Tuesday, January 15, 2019

Saturday, 7:00 p.m. Things Kids Say. Waiting.

I’m sitting at our kitchen table using the “big” laptop (the one that periodically requires you to push extra hard if you want the g or the h key to work). Abe is here as well – on the little white Chromebook that we got for Christmas (to enable less jockeying for turns when homework needs doing).

Abe, I shall tell you, is nothing if not self-motivated. Part of me imagines that he has spent the entire past two full years of his life sitting at this kitchen table studying, writing essays, and solving math problems. (I’m quite sure part of him thinks he has too.) We shall not attempt to explain how Daisy, who follows his class schedule fairly closely – only a year behind, seems to never have homework. And I suppose it can’t be totally true – his always sitting here. He has a job after all. And does after-school sports. And plays basketball with his friends. And is somehow always at some church meeting or another. And a host of other things.

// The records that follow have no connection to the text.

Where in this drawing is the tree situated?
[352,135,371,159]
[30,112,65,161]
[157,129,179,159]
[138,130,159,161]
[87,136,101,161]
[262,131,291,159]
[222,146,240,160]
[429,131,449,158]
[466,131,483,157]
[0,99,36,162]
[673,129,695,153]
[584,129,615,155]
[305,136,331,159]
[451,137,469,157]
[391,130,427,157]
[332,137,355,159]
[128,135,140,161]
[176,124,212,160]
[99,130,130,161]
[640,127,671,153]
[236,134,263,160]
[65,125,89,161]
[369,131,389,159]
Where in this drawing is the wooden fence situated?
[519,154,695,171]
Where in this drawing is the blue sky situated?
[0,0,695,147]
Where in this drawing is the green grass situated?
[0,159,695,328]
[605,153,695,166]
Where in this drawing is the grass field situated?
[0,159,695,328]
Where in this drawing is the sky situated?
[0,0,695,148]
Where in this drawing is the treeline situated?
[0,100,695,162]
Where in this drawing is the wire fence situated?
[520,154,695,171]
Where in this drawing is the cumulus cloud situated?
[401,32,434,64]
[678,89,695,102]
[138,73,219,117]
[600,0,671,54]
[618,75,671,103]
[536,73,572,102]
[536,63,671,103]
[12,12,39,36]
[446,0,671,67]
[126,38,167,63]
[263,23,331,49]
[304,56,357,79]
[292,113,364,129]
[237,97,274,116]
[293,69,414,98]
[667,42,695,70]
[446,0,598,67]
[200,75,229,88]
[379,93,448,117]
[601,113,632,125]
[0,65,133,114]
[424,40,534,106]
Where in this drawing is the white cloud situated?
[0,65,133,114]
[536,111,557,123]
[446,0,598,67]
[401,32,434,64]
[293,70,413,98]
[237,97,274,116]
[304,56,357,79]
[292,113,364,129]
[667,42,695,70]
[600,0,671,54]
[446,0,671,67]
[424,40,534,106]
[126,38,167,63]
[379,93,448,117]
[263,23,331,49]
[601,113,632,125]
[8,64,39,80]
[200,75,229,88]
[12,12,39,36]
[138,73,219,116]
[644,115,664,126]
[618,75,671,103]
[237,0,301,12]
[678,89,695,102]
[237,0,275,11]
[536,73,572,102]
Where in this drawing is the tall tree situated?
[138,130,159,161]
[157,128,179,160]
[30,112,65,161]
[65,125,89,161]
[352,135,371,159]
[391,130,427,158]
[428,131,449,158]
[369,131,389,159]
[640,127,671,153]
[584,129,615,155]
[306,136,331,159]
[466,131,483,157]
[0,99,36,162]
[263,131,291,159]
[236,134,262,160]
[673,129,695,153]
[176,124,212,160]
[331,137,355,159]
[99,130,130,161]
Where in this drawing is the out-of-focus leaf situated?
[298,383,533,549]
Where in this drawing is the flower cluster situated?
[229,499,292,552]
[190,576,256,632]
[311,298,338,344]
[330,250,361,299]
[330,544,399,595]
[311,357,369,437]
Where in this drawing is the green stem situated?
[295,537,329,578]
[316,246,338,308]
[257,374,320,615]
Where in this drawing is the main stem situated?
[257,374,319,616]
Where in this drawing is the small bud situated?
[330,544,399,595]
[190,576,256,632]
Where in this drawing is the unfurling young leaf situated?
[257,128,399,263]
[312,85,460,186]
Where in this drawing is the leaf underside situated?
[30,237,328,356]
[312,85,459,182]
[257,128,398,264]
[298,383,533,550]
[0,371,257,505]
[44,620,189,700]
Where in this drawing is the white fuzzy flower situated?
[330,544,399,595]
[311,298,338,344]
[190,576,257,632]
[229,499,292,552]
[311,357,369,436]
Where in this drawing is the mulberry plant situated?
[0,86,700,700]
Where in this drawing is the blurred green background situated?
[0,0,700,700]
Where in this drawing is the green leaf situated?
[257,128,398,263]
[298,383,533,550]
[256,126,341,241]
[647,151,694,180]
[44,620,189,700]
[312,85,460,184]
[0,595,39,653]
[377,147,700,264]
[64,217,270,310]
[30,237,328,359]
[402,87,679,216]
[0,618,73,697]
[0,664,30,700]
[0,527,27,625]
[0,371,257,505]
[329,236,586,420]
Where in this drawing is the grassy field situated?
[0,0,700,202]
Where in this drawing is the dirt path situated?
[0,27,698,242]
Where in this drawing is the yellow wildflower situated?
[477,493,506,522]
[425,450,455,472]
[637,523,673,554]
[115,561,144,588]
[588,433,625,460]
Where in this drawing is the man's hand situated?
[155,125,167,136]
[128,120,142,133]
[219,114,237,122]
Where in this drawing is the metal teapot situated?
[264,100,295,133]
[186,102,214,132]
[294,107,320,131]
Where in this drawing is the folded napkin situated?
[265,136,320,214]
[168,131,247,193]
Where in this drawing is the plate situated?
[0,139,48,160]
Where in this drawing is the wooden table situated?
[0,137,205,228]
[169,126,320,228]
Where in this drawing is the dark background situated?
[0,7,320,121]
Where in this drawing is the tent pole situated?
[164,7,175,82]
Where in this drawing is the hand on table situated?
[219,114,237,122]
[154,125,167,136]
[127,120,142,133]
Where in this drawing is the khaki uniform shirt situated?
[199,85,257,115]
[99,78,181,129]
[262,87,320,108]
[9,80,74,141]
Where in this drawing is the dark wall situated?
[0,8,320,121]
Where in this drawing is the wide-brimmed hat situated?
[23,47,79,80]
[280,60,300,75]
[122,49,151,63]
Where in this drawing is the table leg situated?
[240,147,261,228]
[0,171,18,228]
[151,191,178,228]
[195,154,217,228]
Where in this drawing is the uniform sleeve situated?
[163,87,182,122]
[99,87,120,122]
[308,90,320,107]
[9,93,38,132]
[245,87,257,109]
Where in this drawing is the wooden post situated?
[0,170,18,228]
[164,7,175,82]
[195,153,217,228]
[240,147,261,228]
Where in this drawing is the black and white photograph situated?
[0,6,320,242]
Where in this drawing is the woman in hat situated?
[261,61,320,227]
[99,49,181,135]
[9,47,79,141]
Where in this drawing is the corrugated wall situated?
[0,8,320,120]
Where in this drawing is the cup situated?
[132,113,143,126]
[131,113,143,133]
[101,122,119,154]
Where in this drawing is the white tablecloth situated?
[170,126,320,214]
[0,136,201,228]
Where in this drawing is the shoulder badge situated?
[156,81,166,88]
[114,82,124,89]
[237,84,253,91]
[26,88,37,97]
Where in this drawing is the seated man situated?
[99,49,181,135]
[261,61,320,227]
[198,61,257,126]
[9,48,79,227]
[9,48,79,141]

BUT, I still have a hard time imagining that, in not very much more time, this spot at our kitchen table will not have him in it! It’s a thought as strange as any big thing he might not be around for.

But, he’s here now. And while most of his hours of homeworking have been accomplished with siblings squabbling all about, piano being practiced nearby, Goldie turning on music while she works on something or other, me making dinner, and a g and h key that don’t readily respond, . . . tonight it is quiet. We had an early dinner, I bathed little kids for church (while shouting at medium-sized kids to shower) and, by 6:00 pm, had them all in the basement (with Chips Ahoy and popcorn) for a movie night. So. A few glorious hours of quiet up here for Abe homeworking and for me editing pictures and writing a bit.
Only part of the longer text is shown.